Ma a  differenza delle religioni più profonde che,  consapevoli del limite umano,  contemplano il pentimento,  come momento essenziale di autocritica e impegno nello sforzo di non ricadere nello stesso errore,  la religione dei superuomini non prevede il  pentimento e non avverte la necessità del momento dell’umile chinare il capo.

I superuomini sono inflessibili,  non assolvono dal peccato ma condannano, spesso con cattiveria,  essendo loro ignota,  anche,  la generosità.

I superuomini pretendono riconoscenza come atto dovuto e,  giammai,  critico.

Anche la parola “critica”,  è inaccettabile per i superuomini,  perche la critica comporta la messa in discussione,  la riflessione,  il raziocinio:  tutte cose  estranee alla loro divinità.

I superuomini pretendono adulazione e riconoscenza,  non come una eventuale aggiunta di gratitudine,  bensì quali naturali ed insopprimibili caratteristiche dell’essere superiori.

Noi,  invece,  siamo uomini con il nostro corredo di difetti ed i nostri sforzi di limitare gli errori,  convinti di doverci sempre confrontare con i nostri simili,  giudichiamo e siamo giudicati, apprendiamo ed elaboriamo,  ci diamo leggi, sperando di non infrangerle,  conosciamo i limiti tentando di innalzare l’asticella degli stessi.

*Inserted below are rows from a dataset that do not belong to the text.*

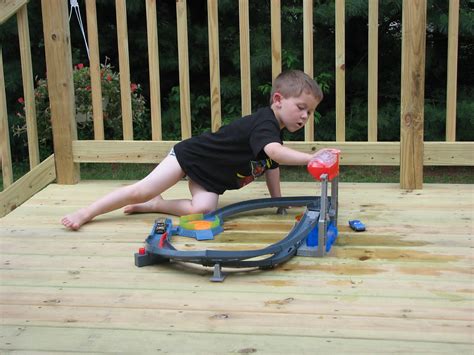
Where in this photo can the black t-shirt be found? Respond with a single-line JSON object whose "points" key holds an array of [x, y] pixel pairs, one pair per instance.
{"points": [[233, 156]]}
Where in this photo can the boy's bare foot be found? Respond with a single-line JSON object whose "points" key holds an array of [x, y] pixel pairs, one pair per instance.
{"points": [[75, 220], [152, 205]]}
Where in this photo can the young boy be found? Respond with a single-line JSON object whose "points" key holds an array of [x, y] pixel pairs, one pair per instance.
{"points": [[227, 159]]}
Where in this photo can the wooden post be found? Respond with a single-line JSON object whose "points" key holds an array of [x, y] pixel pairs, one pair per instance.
{"points": [[5, 148], [154, 68], [308, 58], [412, 94], [214, 64], [57, 43]]}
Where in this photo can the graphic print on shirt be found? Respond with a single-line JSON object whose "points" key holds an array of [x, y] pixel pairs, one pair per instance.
{"points": [[257, 168]]}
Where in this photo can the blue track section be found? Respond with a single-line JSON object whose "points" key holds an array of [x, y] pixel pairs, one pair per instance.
{"points": [[160, 249]]}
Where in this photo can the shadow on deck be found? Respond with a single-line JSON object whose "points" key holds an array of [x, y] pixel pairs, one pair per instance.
{"points": [[405, 285]]}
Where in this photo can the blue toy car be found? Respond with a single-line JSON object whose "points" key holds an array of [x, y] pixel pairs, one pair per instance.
{"points": [[357, 225]]}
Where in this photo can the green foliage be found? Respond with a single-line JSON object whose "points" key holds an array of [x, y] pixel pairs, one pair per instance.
{"points": [[111, 102], [356, 49]]}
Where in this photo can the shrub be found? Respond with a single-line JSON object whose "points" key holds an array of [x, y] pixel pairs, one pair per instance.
{"points": [[111, 106]]}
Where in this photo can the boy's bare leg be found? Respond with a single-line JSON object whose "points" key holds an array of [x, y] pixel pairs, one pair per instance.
{"points": [[165, 175], [202, 202]]}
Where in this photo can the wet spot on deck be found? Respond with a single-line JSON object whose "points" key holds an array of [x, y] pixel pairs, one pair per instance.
{"points": [[279, 302], [338, 269], [278, 283]]}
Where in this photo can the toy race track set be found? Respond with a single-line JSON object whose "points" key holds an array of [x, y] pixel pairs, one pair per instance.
{"points": [[313, 234]]}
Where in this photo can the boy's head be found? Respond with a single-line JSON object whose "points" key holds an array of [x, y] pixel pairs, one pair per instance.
{"points": [[294, 98], [292, 83]]}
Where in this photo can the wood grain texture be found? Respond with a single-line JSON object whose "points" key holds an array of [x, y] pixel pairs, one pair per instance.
{"points": [[404, 285]]}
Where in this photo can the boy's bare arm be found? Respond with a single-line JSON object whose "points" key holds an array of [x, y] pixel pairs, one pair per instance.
{"points": [[272, 177], [286, 156]]}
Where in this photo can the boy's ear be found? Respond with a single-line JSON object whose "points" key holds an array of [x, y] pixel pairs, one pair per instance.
{"points": [[277, 97]]}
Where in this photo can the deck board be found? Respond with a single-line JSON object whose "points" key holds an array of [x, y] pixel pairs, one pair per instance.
{"points": [[405, 285]]}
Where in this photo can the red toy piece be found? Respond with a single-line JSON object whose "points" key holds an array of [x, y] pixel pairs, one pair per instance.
{"points": [[325, 161]]}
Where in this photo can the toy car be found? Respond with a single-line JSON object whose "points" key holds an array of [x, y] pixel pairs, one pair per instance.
{"points": [[357, 225]]}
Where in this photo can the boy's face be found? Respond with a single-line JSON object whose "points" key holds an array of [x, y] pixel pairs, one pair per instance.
{"points": [[293, 112]]}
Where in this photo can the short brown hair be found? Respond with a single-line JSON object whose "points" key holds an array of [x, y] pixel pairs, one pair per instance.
{"points": [[292, 83]]}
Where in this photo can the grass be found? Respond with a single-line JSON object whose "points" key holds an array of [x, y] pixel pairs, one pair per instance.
{"points": [[431, 174]]}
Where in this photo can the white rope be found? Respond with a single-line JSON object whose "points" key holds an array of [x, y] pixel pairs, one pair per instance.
{"points": [[75, 7]]}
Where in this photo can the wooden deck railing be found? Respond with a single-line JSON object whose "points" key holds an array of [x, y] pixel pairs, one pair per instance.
{"points": [[411, 153], [41, 173]]}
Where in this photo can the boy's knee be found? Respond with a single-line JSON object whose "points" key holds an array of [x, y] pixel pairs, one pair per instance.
{"points": [[201, 209], [138, 194]]}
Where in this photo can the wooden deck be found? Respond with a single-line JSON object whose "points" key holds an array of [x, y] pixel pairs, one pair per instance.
{"points": [[405, 285]]}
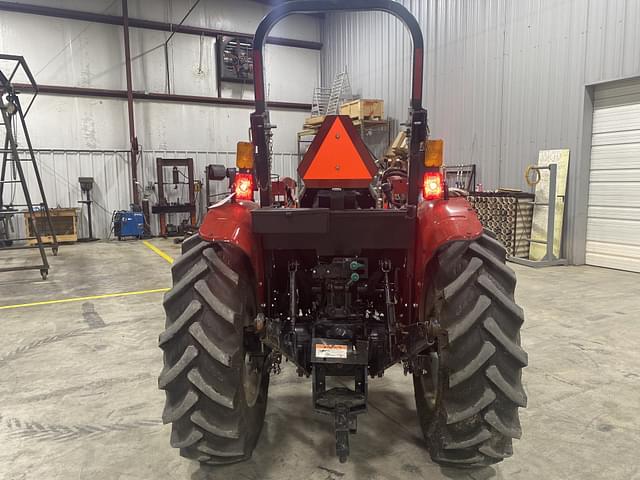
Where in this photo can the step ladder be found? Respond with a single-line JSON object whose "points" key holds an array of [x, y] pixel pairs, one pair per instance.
{"points": [[16, 163], [340, 90]]}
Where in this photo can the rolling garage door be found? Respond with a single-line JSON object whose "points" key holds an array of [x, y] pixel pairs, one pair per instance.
{"points": [[613, 224]]}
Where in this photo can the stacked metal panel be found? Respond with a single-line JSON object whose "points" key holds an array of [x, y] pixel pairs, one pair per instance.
{"points": [[509, 216]]}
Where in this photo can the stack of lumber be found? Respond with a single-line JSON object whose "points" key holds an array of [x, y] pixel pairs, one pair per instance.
{"points": [[360, 111]]}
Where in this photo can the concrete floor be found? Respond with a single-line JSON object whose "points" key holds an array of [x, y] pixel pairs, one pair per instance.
{"points": [[79, 398]]}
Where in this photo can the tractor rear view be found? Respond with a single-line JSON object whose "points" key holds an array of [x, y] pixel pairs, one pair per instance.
{"points": [[345, 285]]}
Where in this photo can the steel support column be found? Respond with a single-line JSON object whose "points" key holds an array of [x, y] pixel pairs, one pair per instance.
{"points": [[132, 128]]}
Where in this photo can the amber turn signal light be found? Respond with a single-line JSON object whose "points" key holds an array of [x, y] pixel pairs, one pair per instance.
{"points": [[244, 186], [434, 155]]}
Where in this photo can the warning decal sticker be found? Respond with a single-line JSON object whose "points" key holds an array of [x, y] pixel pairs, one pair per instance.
{"points": [[331, 351]]}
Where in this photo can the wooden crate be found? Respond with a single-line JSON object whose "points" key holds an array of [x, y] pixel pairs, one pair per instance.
{"points": [[65, 225], [363, 109]]}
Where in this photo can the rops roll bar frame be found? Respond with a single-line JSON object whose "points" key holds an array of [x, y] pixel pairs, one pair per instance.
{"points": [[260, 125]]}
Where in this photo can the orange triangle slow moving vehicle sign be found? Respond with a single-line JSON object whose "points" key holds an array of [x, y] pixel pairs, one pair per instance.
{"points": [[337, 157]]}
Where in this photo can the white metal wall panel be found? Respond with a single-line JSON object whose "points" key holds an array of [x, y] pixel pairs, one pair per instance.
{"points": [[111, 171], [503, 78], [613, 219]]}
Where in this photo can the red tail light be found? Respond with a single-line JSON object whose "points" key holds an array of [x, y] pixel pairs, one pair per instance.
{"points": [[432, 185], [244, 186]]}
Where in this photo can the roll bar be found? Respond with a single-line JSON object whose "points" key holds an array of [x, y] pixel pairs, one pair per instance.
{"points": [[260, 126]]}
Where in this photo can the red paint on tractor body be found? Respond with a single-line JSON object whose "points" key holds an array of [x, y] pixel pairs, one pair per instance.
{"points": [[231, 222], [440, 222]]}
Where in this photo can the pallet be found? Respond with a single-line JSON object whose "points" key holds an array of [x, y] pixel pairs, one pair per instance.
{"points": [[65, 224], [363, 109]]}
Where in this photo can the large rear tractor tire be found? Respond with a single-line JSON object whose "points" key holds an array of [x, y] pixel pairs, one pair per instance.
{"points": [[216, 371], [468, 404]]}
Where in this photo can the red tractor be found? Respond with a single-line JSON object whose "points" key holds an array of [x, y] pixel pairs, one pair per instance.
{"points": [[344, 285]]}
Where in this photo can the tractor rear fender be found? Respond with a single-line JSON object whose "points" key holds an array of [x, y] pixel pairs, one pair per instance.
{"points": [[231, 222], [441, 222]]}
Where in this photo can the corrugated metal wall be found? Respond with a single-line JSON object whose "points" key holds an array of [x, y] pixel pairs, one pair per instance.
{"points": [[504, 79], [111, 171]]}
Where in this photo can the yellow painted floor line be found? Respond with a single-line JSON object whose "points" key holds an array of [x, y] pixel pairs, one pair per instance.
{"points": [[155, 249], [81, 299]]}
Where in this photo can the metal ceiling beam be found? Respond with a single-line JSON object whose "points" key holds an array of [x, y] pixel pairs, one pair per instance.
{"points": [[156, 97], [145, 24]]}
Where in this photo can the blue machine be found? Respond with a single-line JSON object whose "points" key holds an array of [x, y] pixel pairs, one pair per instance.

Noi uomini,  subiamo l’urticante presunzione dei superuomini,  la loro smodata ed esibità aureola di superiorità assoluta.  Ma abbiamo la consapevolezza di tutto ciò ed,  essenzialmente, sappiamo che i superuomini non esistono,  sono degli accidenti dell’umanità,  destinati al grottesco.

Ecco,  proprio i segnali del grottesco,  ci fanno capire quando i cosiddetti superuomini,  hanno iniziato la parabola discentente,  verso un traguardo senza riconoscenza.

Ci rendiamo,  così,   conto che l’umanità è andata avanti,  costruendo storia,  pur dovendo,  a volte,  convivere  con gli incidenti dei superuomini.